Life. It gets pretty busy, sometimes. Mine certainly hasn't been immune. I just celebrated my one-year anniversary at my wonderful job. I just took in a stray puppy. And I decided to re-dedicate myself to sharing my passion for food. I let myself get burnt-out on blogging, but after my two-month hiatus, I have decided to blog when I feel like it...and not force myself. I'm sure you can understand-- sometimes, when we force ourselves to do something, we lose our passion for it. So, I'm going to just blog occasionally, and see how it goes.

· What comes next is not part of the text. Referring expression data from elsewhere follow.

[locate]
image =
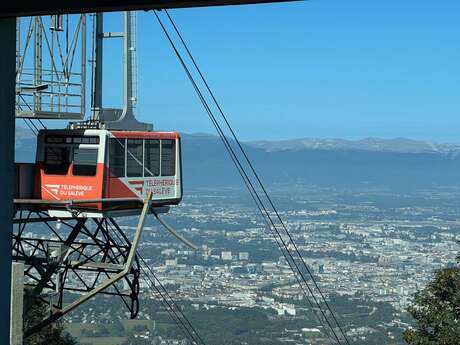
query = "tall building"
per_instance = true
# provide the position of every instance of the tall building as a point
(226, 255)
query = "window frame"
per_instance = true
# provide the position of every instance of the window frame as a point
(73, 160)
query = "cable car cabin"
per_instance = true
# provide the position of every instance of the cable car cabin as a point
(106, 165)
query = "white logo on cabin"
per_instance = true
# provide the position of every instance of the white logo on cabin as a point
(54, 188)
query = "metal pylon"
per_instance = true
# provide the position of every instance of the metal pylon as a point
(75, 259)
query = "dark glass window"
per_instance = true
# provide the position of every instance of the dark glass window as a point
(84, 162)
(134, 156)
(117, 157)
(168, 158)
(152, 158)
(53, 139)
(56, 160)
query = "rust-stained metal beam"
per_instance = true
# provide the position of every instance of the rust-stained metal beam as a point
(22, 8)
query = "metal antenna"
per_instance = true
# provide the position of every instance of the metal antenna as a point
(120, 118)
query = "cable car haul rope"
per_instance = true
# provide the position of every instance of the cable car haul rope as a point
(318, 302)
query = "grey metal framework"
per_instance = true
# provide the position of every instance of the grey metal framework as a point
(86, 256)
(21, 8)
(51, 67)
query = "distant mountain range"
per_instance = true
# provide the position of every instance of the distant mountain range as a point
(401, 145)
(400, 164)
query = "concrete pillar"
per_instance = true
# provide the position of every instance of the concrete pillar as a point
(7, 121)
(17, 303)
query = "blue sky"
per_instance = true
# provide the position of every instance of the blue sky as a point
(349, 69)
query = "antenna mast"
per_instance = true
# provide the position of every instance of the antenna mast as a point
(118, 118)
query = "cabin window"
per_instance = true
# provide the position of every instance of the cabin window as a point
(117, 157)
(134, 157)
(168, 158)
(152, 158)
(56, 160)
(84, 162)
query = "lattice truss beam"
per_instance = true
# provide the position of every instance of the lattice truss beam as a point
(51, 66)
(74, 255)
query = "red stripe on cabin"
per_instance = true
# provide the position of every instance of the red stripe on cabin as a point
(136, 182)
(145, 135)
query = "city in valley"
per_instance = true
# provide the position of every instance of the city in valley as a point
(370, 250)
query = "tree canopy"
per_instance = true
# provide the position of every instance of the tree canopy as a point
(436, 310)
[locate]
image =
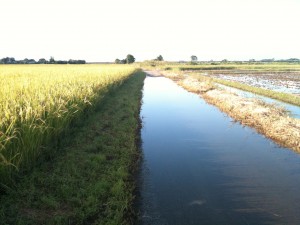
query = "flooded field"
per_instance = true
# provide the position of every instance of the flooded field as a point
(293, 110)
(199, 167)
(288, 81)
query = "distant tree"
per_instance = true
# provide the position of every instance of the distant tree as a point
(130, 59)
(159, 58)
(8, 60)
(51, 60)
(72, 61)
(194, 59)
(42, 61)
(224, 61)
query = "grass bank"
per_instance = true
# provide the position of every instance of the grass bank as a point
(90, 179)
(267, 119)
(38, 103)
(285, 97)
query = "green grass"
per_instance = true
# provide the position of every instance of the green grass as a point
(90, 179)
(289, 98)
(38, 103)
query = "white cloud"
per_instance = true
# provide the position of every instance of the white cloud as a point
(105, 30)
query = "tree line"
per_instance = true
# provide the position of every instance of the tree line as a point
(11, 60)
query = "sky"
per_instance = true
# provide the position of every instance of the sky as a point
(97, 30)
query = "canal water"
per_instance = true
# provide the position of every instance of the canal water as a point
(200, 167)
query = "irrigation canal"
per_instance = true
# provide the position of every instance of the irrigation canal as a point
(199, 167)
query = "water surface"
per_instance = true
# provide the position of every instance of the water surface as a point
(200, 167)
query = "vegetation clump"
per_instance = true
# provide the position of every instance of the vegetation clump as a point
(39, 103)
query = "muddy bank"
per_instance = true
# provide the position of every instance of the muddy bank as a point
(271, 121)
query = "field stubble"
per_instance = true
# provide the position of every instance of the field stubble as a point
(267, 119)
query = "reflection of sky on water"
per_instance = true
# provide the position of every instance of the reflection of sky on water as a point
(201, 168)
(293, 109)
(286, 86)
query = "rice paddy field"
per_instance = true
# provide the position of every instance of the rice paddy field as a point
(38, 103)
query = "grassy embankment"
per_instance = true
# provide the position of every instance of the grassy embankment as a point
(39, 103)
(285, 97)
(267, 119)
(89, 180)
(257, 67)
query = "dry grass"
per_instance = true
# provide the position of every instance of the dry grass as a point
(267, 119)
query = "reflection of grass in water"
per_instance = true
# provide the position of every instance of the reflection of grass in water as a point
(273, 67)
(289, 98)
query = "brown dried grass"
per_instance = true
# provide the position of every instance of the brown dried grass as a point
(269, 120)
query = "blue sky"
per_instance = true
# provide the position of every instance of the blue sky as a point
(98, 30)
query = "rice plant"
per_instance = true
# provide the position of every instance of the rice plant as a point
(39, 102)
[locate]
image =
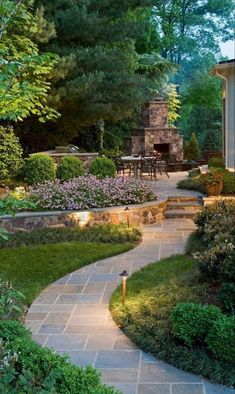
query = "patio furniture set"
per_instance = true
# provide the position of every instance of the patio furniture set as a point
(140, 166)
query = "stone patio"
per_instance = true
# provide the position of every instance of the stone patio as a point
(72, 316)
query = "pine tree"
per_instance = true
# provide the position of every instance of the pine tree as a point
(192, 151)
(97, 79)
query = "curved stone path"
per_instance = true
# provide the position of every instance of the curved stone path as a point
(72, 316)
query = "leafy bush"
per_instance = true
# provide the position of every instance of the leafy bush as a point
(11, 302)
(102, 167)
(11, 161)
(11, 205)
(39, 168)
(221, 339)
(217, 263)
(228, 183)
(227, 297)
(192, 151)
(191, 322)
(90, 192)
(28, 368)
(11, 330)
(216, 162)
(69, 167)
(197, 182)
(192, 183)
(105, 233)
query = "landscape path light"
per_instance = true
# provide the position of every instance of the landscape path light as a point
(127, 210)
(124, 276)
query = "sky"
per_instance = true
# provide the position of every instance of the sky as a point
(228, 49)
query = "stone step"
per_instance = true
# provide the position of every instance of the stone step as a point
(181, 213)
(190, 205)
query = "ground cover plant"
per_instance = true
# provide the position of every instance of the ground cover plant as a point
(107, 233)
(26, 367)
(197, 182)
(30, 270)
(182, 309)
(91, 192)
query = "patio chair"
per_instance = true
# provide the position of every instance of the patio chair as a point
(123, 167)
(148, 166)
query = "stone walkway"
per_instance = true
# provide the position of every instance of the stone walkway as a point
(72, 316)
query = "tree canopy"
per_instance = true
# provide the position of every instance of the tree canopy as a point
(25, 72)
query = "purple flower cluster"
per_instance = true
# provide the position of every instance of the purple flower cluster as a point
(90, 192)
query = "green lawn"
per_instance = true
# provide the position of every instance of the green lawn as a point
(31, 269)
(151, 294)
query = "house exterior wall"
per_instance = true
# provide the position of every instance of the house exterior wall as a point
(230, 121)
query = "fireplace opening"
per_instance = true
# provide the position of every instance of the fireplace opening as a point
(162, 148)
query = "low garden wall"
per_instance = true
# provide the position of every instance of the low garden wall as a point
(211, 200)
(136, 215)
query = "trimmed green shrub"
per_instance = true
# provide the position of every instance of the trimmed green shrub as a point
(69, 167)
(102, 167)
(191, 322)
(192, 151)
(39, 168)
(11, 330)
(11, 161)
(11, 302)
(228, 183)
(191, 183)
(197, 182)
(216, 162)
(107, 233)
(221, 339)
(28, 368)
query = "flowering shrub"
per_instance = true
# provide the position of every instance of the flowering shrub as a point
(216, 224)
(91, 192)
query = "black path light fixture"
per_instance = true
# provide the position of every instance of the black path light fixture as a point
(127, 210)
(124, 276)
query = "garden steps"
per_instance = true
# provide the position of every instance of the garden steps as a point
(183, 207)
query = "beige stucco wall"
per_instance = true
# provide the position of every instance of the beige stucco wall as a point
(230, 121)
(226, 71)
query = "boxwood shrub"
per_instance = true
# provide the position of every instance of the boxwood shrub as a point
(221, 338)
(217, 162)
(28, 368)
(69, 167)
(39, 168)
(191, 322)
(102, 167)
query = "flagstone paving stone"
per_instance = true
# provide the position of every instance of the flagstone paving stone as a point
(72, 316)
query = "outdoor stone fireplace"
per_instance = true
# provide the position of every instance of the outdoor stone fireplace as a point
(154, 133)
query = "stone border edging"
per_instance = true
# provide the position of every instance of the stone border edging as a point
(138, 214)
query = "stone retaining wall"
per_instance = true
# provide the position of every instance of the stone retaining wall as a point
(136, 215)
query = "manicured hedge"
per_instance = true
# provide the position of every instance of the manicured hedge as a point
(69, 167)
(39, 168)
(192, 322)
(28, 368)
(107, 233)
(102, 167)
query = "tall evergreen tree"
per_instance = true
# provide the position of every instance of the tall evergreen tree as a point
(100, 76)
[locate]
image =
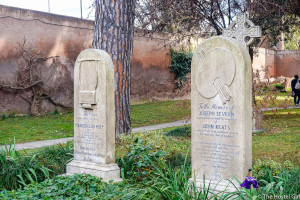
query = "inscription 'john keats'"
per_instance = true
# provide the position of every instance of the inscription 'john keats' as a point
(221, 112)
(94, 116)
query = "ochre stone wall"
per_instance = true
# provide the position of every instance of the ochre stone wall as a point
(64, 38)
(279, 63)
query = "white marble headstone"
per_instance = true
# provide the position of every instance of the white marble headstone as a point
(94, 116)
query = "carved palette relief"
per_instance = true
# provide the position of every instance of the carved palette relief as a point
(212, 78)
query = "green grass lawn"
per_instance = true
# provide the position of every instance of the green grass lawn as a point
(280, 140)
(282, 99)
(27, 129)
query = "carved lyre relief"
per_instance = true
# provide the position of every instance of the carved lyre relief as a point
(88, 83)
(215, 73)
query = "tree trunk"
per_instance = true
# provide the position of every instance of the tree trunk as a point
(113, 33)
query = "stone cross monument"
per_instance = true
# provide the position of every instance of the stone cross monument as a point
(94, 116)
(221, 100)
(243, 30)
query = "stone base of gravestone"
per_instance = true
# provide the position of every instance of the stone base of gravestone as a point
(94, 116)
(221, 103)
(106, 171)
(222, 186)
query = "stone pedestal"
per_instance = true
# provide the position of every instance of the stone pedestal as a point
(94, 116)
(221, 100)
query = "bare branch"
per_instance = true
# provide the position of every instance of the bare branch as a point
(21, 88)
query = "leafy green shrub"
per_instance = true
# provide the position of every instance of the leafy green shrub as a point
(184, 131)
(18, 170)
(278, 86)
(261, 168)
(180, 63)
(134, 165)
(285, 182)
(158, 141)
(74, 187)
(177, 160)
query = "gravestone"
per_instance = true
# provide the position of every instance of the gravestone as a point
(94, 116)
(221, 99)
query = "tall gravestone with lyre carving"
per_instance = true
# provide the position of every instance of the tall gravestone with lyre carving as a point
(222, 106)
(94, 116)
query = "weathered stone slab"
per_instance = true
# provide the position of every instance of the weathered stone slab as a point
(94, 116)
(221, 112)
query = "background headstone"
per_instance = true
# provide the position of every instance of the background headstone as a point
(221, 112)
(94, 116)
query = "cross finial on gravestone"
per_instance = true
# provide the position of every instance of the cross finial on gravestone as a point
(243, 30)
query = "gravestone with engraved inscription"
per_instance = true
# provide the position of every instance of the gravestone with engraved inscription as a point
(94, 116)
(221, 99)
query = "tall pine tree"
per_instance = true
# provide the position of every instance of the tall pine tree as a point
(113, 33)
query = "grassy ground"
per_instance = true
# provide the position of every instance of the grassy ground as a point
(54, 126)
(282, 99)
(281, 139)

So, three days a week, I work until 8pm. That's totally cool with me since I hate waking up early. But, by the time I get home, it's nearly 8:30 and I'm ready for dinner. I never feel like slaving away for an hour making dinner after I've worked all day, so I've been making a TON of fajitas and wraps lately. This was one such meal.
Veggie fajitas are hella easy, dudes. And quick as can be. Have 10 minutes? Then you have time to make fajitas for dinner.
What I used:
- 1 medium green bell pepper, sliced
- 1 medium onion, sliced
- 5-6 mushrooms, sliced
- 1 clove garlic, minced
- 1/2 tsp smoked paprika
- 1 TB taco seasoning (I make my own blend)
- 1 1/2 tsp coconut oil
- salt and pepper
- juice of 1/2 lime (FRESH! Not bottled)
- fresh cilantro (optional, but very highly recommended)
- homemade guacamole (avocado, tomato, onion, cumin, splash of lime juice)
- 2 large tortillas
- Heat oil in a skillet over medium-high heat.
- Once hot, add bell pepper and onion. Cook, stirring occasionally for 5 minutes. Then add the mushroom, garlic, spices, salt and pepper. Cook until the veggies are all cooked through - about 4 minutes.
- Pour the lime juice over the veggies and give it a good stir. Cook about 1 minute more.Your veggies should be cooked through and everything is ready.
- Top a tortilla with about half of the veggies, some cilantro, and some guacamole and you're ready to roll.